MANILA - Imee Marcos did not graduate from the University of the Philippines (UP) Diliman, much less finish a degree with honors, a high-ranking UP official disclosed on Friday.
The country's premier state university disclosed this after the Ilocos Norte governor, now a senatorial candidate backed by President Rodrigo Duterte, posted photos of her supposed graduation from the UP College of Law in 1983.
In a letter sent to ABS-CBN News, UP executive vice president Teodoro Herbosa said Marcos only took courses but did not finish with a degree from the university.
"There is no record of her graduation from UPD (University of the Philippines Diliman) nor any honors or academic distinction received with the University Registrar's office," read Herbosa's letter.
He said records at the UPD Registrar "indicate that Ms Marcos took non-degree courses (courses without credit) in the College of Arts and Sciences University of the Philippines Diliman (UPD) during academic year 1976-1977."
"Thereafter she took courses under the Bachelor of Laws program at the UP College of Law from 1st semester 1979 to 2nd Semester 1983," the letter read.
Her years in UP were during her late father President Ferdinand Marcos' dictatorship.
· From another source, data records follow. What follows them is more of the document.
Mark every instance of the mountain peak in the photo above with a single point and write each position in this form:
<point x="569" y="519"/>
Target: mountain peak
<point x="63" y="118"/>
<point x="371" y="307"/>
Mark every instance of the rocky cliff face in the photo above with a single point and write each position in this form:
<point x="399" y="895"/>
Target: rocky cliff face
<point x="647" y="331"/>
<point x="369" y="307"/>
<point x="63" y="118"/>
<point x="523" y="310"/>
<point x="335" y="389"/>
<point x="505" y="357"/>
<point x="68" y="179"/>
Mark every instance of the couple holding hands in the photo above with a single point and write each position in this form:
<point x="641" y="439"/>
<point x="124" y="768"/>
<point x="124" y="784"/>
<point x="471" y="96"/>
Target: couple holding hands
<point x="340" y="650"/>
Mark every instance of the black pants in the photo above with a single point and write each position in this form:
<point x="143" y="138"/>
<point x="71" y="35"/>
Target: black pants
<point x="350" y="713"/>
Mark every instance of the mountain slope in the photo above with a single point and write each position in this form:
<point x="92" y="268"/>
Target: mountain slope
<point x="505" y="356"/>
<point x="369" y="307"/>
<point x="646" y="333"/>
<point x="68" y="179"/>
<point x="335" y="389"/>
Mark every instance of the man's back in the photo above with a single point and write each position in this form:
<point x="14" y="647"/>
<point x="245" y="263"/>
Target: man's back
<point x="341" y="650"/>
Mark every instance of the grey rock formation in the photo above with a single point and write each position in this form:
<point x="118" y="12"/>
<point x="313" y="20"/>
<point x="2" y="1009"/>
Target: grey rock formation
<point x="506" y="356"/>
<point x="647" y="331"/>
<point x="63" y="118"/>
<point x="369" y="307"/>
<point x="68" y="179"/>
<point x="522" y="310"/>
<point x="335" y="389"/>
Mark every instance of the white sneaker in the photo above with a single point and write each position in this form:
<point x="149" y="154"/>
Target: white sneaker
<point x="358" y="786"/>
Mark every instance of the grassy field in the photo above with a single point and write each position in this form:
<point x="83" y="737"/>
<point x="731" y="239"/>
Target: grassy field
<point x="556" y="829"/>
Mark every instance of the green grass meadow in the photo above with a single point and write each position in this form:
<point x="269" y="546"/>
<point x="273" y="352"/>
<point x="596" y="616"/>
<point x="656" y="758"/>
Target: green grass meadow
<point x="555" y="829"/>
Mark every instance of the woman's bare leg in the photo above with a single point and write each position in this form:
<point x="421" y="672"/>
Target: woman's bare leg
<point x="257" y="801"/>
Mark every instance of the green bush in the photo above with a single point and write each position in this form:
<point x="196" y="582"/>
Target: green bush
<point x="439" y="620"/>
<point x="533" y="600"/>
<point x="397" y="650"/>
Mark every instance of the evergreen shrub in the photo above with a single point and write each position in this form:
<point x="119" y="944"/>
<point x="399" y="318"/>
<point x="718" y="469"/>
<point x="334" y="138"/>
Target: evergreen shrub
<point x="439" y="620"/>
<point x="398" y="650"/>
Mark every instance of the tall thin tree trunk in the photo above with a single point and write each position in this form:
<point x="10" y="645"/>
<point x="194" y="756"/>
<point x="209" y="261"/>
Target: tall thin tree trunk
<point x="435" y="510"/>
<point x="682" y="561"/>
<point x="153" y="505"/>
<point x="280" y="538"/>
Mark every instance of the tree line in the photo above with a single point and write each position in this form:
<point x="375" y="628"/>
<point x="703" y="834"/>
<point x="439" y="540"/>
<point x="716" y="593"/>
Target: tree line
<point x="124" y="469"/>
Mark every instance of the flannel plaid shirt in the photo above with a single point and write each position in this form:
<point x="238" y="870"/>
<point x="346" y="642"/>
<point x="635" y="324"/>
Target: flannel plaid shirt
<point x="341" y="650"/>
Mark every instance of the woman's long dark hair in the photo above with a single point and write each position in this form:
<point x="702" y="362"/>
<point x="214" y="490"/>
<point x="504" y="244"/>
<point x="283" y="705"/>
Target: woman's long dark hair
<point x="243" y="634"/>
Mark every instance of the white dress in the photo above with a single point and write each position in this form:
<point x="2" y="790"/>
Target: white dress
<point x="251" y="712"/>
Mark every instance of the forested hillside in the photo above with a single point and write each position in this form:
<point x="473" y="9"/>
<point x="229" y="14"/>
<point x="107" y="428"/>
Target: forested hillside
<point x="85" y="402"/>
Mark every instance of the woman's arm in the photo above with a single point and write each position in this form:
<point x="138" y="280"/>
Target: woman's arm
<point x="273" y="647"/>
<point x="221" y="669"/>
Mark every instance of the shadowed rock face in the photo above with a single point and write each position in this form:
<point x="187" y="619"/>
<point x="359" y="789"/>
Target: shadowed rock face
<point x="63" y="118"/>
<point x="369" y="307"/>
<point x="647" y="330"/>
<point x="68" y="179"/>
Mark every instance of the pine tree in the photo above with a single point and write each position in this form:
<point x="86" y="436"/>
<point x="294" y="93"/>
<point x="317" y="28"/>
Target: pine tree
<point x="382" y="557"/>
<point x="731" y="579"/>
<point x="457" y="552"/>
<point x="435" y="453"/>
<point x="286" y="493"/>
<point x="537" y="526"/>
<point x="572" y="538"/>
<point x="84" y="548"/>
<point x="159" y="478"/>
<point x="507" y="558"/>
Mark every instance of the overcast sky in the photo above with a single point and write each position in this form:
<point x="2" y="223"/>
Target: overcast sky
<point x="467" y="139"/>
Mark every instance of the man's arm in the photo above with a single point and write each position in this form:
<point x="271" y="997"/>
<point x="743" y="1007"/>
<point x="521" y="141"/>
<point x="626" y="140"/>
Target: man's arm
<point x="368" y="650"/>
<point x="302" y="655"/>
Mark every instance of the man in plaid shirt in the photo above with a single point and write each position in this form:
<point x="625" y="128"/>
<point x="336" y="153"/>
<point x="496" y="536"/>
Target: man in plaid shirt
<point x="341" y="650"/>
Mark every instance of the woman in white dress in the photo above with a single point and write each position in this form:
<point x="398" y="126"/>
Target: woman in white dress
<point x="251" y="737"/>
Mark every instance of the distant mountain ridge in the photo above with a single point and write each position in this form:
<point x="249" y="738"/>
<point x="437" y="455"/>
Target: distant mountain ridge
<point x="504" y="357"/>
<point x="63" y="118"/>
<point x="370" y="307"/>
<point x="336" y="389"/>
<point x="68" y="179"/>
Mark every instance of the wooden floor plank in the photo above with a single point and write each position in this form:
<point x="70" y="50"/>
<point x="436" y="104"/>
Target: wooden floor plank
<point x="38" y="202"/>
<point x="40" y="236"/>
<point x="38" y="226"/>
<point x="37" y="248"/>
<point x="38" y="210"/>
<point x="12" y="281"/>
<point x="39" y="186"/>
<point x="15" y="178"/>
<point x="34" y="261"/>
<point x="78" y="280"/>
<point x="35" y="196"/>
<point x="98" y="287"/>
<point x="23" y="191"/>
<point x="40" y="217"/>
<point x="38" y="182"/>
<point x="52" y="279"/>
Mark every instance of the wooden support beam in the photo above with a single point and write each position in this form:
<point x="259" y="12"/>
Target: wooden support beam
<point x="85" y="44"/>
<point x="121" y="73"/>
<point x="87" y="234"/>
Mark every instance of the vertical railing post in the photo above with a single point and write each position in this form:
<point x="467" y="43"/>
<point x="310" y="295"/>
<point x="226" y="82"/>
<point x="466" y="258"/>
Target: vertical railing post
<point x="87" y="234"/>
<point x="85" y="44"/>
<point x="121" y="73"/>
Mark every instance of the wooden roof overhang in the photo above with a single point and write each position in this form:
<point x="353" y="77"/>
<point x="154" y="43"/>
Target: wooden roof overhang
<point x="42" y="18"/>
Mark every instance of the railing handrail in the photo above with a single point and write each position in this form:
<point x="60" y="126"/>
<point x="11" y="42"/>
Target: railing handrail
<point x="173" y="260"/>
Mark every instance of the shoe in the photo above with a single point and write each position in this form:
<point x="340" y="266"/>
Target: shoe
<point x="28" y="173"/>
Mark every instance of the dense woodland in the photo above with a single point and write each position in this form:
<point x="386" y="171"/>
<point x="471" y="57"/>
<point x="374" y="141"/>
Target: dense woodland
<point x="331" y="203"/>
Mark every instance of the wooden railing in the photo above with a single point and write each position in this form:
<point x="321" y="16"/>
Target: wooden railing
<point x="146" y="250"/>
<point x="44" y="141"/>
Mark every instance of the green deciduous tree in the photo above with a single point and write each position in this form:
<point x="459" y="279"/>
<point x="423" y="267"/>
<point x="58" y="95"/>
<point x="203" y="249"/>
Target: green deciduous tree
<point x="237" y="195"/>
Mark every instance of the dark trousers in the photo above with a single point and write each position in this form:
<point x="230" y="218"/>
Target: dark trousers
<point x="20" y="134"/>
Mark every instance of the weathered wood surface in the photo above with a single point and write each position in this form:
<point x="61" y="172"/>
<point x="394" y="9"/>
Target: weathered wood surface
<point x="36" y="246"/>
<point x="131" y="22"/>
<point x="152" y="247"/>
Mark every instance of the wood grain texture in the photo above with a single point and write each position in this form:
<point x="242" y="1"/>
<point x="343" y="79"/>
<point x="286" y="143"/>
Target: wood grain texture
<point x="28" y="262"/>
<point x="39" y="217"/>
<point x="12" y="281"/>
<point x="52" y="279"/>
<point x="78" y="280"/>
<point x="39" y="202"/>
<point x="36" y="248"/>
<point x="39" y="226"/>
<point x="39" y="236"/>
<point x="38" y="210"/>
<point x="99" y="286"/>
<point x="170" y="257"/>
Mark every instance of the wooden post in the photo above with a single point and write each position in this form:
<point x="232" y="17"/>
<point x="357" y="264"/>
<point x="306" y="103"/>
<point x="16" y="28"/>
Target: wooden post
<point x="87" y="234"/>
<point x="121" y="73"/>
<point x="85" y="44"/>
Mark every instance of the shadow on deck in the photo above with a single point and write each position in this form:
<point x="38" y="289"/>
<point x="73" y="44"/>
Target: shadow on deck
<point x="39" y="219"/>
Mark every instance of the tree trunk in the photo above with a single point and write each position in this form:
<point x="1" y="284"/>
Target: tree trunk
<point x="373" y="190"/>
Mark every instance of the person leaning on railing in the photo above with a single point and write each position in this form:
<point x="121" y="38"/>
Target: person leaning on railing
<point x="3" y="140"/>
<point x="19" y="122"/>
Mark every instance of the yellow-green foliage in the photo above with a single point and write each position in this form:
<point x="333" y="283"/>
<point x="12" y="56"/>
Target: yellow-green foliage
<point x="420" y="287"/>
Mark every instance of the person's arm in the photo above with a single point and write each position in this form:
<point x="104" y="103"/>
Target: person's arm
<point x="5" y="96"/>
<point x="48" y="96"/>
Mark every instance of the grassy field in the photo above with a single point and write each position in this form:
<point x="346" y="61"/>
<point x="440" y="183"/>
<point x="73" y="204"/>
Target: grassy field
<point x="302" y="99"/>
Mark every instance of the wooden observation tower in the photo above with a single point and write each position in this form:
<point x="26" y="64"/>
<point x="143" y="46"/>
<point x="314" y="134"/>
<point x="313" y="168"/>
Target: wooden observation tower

Mr. Marcos was a UP College of Law alumnus.
In a Facebook post on Feb. 20, Marcos shared photos of her supposed graduation at the UP College of Law held at the Meralco Theater. It said her parents, the late strongman and then First Lady Imelda Marcos, "pinned her cum laude medal."
Marcos' academic record at UP drew questions following her unproven claim of earning a degree from the prestigious Princeton University with distinction.
In a December 2018 interview on DZMM radio, Marcos dodged the question, saying the issue was being thrown at her because it was the "election season" and that her "performance" record should speak for itself.
Doubts have also surrounded the academic record of her brother, former Sen. Bongbong Marcos.
FREEDOM OF INFORMATION REQUEST
UP released details about Marcos' stay at the university in response to an ABS-CBN News query, which it said it treated as a Freedom of Information request.
It cited that Marcos is "an incumbent public official, is running for public office and is a public figure."
"Citizens have a right to know about her qualifications and your query may be answered by the University of the Philippines through the examination of its official records," Herbosa said in the letter.
It cited a 1988 Supreme Court ruling that balanced the right to privacy and public interest.
"The right to privacy or 'the right to be let alone', like the right of free expression, is not an absolute right. A limited intrusion into a person's privacy has long been regarded as permissible where that person is a public figure and the information sought to be elicited from him or to be published about him constitute of a public character," read the ruling, as quoted in the letter.
It also cited the Philippine Data Privacy Act, which states that "personal information processed for journalistic... or research purposes is not covered by the law."
UP said it also furnished Marcos a copy of the letter via email, in compliance with the law.